Lakeman's father Dirk ran 4:04.9 in 1977 and held the state's high school mile record for 27 years before Central Catholic's Galen Rupp bested it with a time of 4:01.8 in 2004. Caleb has been flirting with his dad's mark for a while now, but finally caught and passed his father's mark at Jesuit, running a 4:04.46.
"I just had so much adrenaline at the end of that race that I didn't even know I ran 4:04," Lakeman said. "He (my dad) was so excited and proud that I ran that time and won in front of such a big crowd."
Despite the blistering time the race was a dogfight throughout and in the end saw Lakeman winning by just more than a second over Kamiakin's Isaac Teeples (4:05.55) and Franklin's Charlie North (4:05.61). In all, 12 of the race's competitors finished in under 4:10, putting the area's distance talent on display prior to the state track and field championships later this month.
Lakeman said the overall talent in Oregon is just "different," and that it's genuinely helped he and others do great things in the past, present and hopefully going forward.
"Oregon just seems so much different than any other state," he said. "Every single runner in that race has that competitive nature to beat one another, however, we're all really close friends, so I think that's the big part that everyone doesn't realize that makes these races so historic."
The Timberwolves runner said he felt good both mentally and physically going into the race, but wasn't really expecting the times to be what they were until midway through the event.
"I was pretty confident going into that race considering I won a huge 3K the week before, so I knew I could win," Lakeman said. "But I definitely knew the race would be fast because we went through 800 in 2:03 or 2:04, but I wasn't aware in the moment that it would be that fast."
The 3K he was referring to was at the Oregon Relays in Eugene April 23, where Lakeman defeated a star-studded local field in a personal best time of 8:10.91. Admittedly, he said he was a bit surprised by the win, but at the same time not by the speed at which he ran—due to his surroundings.
"The stadium (Heyward Field) has such an exciting atmosphere that it makes it kind of impossible to not run fast there," he said. "Although, I went into that race not expecting to win by any means, I just wanted to run a fast time."
And he's been doing that a lot of late.
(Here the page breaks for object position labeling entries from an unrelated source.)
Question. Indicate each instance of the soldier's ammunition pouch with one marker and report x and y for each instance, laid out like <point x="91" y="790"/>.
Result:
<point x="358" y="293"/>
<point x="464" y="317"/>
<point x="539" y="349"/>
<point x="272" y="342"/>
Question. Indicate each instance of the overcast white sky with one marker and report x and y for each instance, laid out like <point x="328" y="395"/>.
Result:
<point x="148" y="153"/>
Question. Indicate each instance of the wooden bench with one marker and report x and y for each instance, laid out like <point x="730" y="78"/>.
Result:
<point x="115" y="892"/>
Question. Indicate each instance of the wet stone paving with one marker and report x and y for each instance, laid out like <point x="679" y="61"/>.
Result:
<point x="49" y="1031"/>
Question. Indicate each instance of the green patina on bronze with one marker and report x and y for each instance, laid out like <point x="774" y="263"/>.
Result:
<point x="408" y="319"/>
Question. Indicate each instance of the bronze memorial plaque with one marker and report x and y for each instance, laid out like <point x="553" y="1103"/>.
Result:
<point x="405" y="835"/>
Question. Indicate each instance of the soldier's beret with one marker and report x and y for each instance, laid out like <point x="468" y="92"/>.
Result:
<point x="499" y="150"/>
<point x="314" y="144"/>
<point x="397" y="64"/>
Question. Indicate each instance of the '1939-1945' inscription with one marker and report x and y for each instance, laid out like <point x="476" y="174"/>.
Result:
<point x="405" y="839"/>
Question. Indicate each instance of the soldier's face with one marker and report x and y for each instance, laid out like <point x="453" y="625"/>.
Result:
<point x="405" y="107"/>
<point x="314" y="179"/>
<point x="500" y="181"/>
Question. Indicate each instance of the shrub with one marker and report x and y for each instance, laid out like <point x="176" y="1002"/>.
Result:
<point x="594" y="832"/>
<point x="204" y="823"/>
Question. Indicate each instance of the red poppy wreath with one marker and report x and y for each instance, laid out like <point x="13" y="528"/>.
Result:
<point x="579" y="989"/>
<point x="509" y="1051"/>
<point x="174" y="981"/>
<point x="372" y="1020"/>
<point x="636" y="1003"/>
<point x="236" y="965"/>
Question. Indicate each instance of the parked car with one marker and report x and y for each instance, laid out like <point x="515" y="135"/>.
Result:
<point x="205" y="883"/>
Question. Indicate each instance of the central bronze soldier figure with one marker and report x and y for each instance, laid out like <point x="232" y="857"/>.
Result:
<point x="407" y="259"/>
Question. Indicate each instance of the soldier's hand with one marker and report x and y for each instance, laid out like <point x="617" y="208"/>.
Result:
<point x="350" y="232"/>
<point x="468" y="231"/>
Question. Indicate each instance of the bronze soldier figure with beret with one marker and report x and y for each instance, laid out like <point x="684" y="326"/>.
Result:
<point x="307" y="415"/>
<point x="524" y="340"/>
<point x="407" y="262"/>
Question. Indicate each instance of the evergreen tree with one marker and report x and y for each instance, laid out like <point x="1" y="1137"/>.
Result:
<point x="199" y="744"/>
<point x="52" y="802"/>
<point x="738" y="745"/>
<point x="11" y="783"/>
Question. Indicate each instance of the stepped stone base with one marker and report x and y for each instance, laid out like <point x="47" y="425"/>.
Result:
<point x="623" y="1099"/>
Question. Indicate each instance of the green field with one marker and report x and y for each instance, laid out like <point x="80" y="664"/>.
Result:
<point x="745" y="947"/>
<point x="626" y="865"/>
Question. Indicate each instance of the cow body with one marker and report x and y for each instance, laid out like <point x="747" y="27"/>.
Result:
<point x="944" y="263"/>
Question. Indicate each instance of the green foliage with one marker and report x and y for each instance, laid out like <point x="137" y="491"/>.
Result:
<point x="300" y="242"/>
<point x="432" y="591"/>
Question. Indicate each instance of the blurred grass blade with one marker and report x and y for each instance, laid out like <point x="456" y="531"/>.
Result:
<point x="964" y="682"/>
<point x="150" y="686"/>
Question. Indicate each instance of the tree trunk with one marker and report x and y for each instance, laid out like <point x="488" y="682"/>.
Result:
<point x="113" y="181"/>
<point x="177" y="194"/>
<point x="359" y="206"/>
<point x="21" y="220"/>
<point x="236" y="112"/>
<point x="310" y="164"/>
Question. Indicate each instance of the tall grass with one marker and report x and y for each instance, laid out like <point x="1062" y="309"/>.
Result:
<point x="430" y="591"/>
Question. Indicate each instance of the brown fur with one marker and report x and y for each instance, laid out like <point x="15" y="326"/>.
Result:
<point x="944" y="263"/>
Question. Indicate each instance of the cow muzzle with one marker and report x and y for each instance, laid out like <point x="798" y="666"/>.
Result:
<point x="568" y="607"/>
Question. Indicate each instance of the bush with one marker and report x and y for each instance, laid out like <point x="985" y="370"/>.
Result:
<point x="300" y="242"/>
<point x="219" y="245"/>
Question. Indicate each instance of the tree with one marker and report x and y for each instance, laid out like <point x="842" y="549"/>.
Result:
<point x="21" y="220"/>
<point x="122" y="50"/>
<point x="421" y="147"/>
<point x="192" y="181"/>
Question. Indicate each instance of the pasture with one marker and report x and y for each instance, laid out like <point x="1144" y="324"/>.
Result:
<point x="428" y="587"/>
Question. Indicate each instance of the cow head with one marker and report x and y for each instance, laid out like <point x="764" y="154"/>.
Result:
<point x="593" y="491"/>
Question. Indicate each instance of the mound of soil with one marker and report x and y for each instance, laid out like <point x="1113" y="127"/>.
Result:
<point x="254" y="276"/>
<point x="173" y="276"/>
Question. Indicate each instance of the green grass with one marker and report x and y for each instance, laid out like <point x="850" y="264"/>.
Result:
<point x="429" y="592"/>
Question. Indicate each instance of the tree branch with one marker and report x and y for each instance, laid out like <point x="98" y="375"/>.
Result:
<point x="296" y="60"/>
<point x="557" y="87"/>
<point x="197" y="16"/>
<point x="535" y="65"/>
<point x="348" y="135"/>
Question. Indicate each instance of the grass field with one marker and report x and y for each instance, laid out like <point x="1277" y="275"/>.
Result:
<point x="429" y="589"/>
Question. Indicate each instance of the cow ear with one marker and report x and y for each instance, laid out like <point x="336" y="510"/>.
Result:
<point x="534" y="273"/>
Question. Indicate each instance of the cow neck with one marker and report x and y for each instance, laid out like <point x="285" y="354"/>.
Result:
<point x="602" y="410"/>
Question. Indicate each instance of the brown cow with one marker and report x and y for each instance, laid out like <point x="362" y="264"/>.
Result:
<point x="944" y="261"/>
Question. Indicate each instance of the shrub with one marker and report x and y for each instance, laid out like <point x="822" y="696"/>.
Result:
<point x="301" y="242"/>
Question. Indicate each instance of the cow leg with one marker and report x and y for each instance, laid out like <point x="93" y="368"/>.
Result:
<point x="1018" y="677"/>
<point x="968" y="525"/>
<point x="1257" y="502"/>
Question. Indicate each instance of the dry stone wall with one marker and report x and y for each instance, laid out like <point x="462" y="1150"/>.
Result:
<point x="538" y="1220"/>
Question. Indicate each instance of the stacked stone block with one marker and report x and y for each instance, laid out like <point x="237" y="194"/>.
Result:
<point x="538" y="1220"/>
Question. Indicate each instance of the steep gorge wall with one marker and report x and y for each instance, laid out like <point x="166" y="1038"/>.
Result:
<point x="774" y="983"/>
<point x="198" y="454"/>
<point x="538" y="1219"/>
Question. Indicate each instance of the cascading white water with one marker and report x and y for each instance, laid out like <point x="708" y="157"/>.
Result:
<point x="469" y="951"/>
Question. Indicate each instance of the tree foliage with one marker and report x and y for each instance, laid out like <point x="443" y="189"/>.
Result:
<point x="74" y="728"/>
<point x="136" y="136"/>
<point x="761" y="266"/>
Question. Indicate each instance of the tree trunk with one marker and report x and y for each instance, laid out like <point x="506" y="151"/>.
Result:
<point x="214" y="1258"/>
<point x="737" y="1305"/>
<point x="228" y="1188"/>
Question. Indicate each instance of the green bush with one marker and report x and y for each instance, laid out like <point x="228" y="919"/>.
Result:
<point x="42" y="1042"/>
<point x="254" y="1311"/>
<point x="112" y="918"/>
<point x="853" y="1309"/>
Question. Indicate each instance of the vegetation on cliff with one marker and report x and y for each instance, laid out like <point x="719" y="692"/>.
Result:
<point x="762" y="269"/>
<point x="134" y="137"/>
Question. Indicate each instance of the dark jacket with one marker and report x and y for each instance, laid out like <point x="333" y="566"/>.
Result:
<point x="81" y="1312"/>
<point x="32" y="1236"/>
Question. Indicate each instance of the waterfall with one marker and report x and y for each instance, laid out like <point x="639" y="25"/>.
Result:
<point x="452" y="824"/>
But while excited about his recent performances, Lakeman said it's been less about physical training differences and more about his ability to relax before and during a race.
"I haven't changed much about my training, but the thing I can attribute most to my recent success is my balanced mindset and the alignment of my mind and body," he said. "I realized that over the cross country season I would psych myself out before races, so I've figured out a way to calm my mind and body so that both can be fully prepped before those big races."
Now, considering his upward trajectory, has he adjusted his goals accordingly? Not really, for he's always wanted to win. But he does have goals, and he's not afraid to tell them to you.
"I would say my goals are to win a state title in the 1500 primarily, as well as break the state meet record and the state record in the 1500 and the 3K," Lakeman said. "Additionally, I would want to try and break 4 minutes in the mile."
Lofty goals, but I wouldn't bet against him.